25 August 2017
Mathematical Tools for Social Scientists
Research articles in social science journals and methods textbooks make increasingly use of matrix algebra and calculus. Thus, social scientists who seek to keep up with recent developments in the methodology of data analysis or want to get an in-depth understanding of common methods often find themselves confronted with mathematical notations they cannot read without special training.
The course “Mathematical Tools for Social Sciences” aims to familiarize with the mathematical tools of matrix algebra, calculus, probability, and statistical computation. It covers topics such as matrix products and inverses, formal and numeric solution of equations, taking derivatives and integrating functions in one or more variables, probabilities and random variables, parameter estimation and testing statistical hypotheses, deriving and computing ordinary least squares and maximum likelihood estimates for common statistical models.
Prof. Dr. Martin Elff is professor of political sociology at Zeppelin University, Friedrichshafen, Germany.
The course is targeted at social scientists who want to deepen their understanding of the foundations of contemporary methods of quantitative data analysis and to acquire an understanding of advanced mathematical notations or who intend to refresh their knowledge in these topics. It thus will help in preparing for the more specialist courses as the GESIS Spring Seminar, the Essex Summer School or the ICPSR Summer Program, but also will benefit researchers who just want to keep pace with recent developments in research methodology.
- Basic understanding of quantitative research methods in the social sciences, such as multiple regression analysis.
- A readiness to deal with mathematical notation and with a command-line oriented statistical software. Participants should bring a laptop computer in order to perform the practical exercises in this course.
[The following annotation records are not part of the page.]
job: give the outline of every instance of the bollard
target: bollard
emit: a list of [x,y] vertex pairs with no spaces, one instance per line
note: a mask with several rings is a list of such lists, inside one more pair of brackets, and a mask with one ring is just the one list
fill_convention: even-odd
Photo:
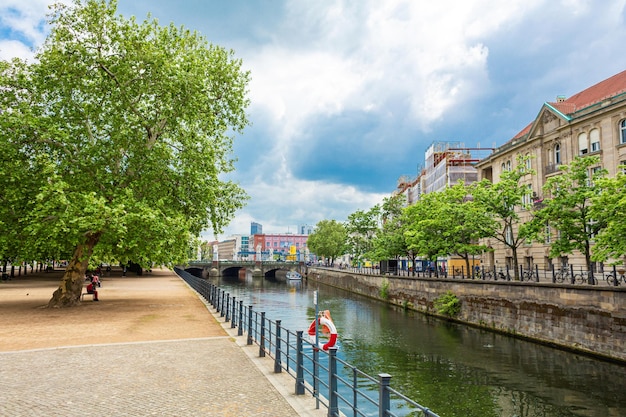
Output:
[[283,371],[281,367],[281,351],[280,351],[280,322],[281,320],[276,320],[276,354],[274,355],[274,373],[279,374]]
[[243,300],[239,301],[239,327],[237,328],[237,336],[243,334]]
[[265,357],[265,311],[261,312],[261,335],[259,337],[259,357]]
[[224,323],[228,323],[228,321],[230,320],[230,293],[226,294],[226,308],[224,309],[224,314],[222,314],[222,317],[225,315],[226,317],[224,317]]
[[328,417],[339,417],[337,393],[337,346],[328,348]]
[[539,282],[539,265],[535,264],[535,282]]
[[252,344],[252,305],[248,306],[248,340],[246,344]]
[[386,417],[389,413],[389,407],[391,406],[389,395],[389,383],[391,381],[391,375],[378,374],[379,386],[379,403],[378,403],[378,417]]
[[302,347],[302,330],[296,332],[296,395],[304,394],[304,350]]
[[233,312],[230,315],[231,320],[230,320],[230,328],[234,329],[235,325],[237,324],[237,320],[235,319],[235,312],[237,311],[237,297],[233,297]]

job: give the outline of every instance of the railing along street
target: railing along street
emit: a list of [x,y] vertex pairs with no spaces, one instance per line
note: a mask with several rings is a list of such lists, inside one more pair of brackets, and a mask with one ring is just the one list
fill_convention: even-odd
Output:
[[337,357],[337,348],[319,349],[303,336],[271,320],[265,312],[244,306],[220,287],[198,278],[181,268],[175,268],[198,294],[210,303],[237,335],[247,333],[246,343],[259,346],[259,356],[274,360],[274,372],[287,372],[294,378],[296,395],[307,392],[315,398],[316,406],[328,409],[329,417],[340,415],[365,417],[377,412],[380,417],[439,417],[400,392],[391,388],[391,375],[381,373],[372,377]]
[[582,265],[563,265],[550,269],[539,269],[538,265],[532,268],[520,266],[516,276],[515,270],[508,267],[486,267],[478,266],[466,268],[464,266],[451,269],[423,269],[413,271],[410,268],[389,268],[381,271],[376,267],[347,267],[347,266],[315,266],[320,269],[341,269],[354,274],[366,275],[387,275],[398,277],[415,278],[436,278],[454,280],[481,280],[481,281],[517,281],[532,283],[552,283],[569,285],[599,285],[609,286],[626,285],[626,274],[624,269],[617,266],[599,266],[595,270],[587,270]]

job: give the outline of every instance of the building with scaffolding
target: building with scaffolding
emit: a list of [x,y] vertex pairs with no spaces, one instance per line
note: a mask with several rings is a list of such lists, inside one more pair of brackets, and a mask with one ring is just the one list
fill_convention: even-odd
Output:
[[425,152],[424,165],[417,177],[398,179],[395,194],[404,194],[407,205],[415,204],[422,194],[444,190],[463,181],[478,180],[475,165],[493,148],[468,148],[462,142],[433,142]]

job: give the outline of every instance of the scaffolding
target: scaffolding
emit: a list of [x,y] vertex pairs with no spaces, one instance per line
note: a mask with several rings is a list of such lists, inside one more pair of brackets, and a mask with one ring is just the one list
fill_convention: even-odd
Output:
[[475,165],[491,152],[493,148],[467,148],[462,142],[434,142],[426,150],[423,192],[442,191],[461,181],[478,181]]

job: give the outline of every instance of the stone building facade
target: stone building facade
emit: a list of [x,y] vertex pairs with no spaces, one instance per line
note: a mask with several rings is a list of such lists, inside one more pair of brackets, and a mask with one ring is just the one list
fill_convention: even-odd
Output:
[[[569,98],[557,97],[554,102],[544,103],[528,126],[476,165],[479,177],[495,183],[503,171],[515,167],[518,156],[526,155],[531,157],[528,163],[536,174],[522,181],[532,190],[529,198],[535,204],[543,199],[547,179],[559,175],[559,166],[569,164],[576,156],[598,155],[598,167],[615,176],[622,169],[620,165],[626,165],[626,71]],[[530,212],[520,215],[524,220]],[[486,243],[493,252],[484,256],[485,266],[512,265],[510,249],[493,239]],[[584,264],[580,253],[551,259],[549,245],[536,242],[522,246],[518,257],[524,268],[536,265],[547,270],[552,265]]]

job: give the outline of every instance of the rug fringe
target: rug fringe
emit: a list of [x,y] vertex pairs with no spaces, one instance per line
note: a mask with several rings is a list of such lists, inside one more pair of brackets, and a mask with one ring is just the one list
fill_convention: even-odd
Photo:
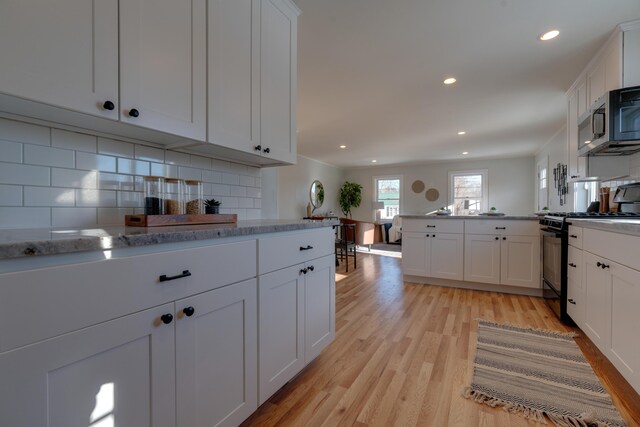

- Familiarity with R is not a prerequisite. In case you wish to work on your own computer, downloading and installing R (http://cran.r-project.org) and Rstudio (http://rstudio.org) prior to the course is strongly suggested. Participants are encouraged to play around with the software before the course in order to get a feeling for it. There is now an abundance of tutorials for R in the web. The 'classical' example is the introduction provided by the R project itself: http://cran.r-project.org/doc/manuals/r-release/R-intro.html. The project contains also an extensive list of introductions: http://cran.r-project.org/other-docs.html, of which http://cran.r-project.org/doc/contrib/Paradis-rdebuts_en.pdf appears to be the most balanced in terms of size and accessibility. A set of useful tips is http://www.magesblog.com/2013/04/top-10-tips-to-get-started-with-r.html.
The course provides an overview of some mathematical tools to understand the inner workings of common techniques in social science data analysis. At the end of the course, participants should have an understanding how methods in data analysis can be phrased in terms of matrix algebra, calculus, probability, statistical inference and computation.
- Certificate of attendance issued upon completion.
- 2 ECTS points via the University of Mannheim for regular attendance and satisfactory work on daily assignments (EUR 20).
- 4 ECTS points via the University of Mannheim for regular attendance and satisfactory work on daily assignments and for submitting a paper/report of about 5000 words to the lecturer(s) up to 4 weeks after the end of the summer school (EUR 50).
EUR 250: Student/PhD student rate.
EUR 350: Academic/non-profit rate.
The rates include the tuition fee, course materials, the academic program, access to library and IT facilities, coffee/tea, and a number of social activities.
10 DAAD scholarships are available via the Center for Doctoral Studies in Social and Behavioral Sciences (CDSS) at the University of Mannheim.
5 ESRA scholarships are available for participation in one main course.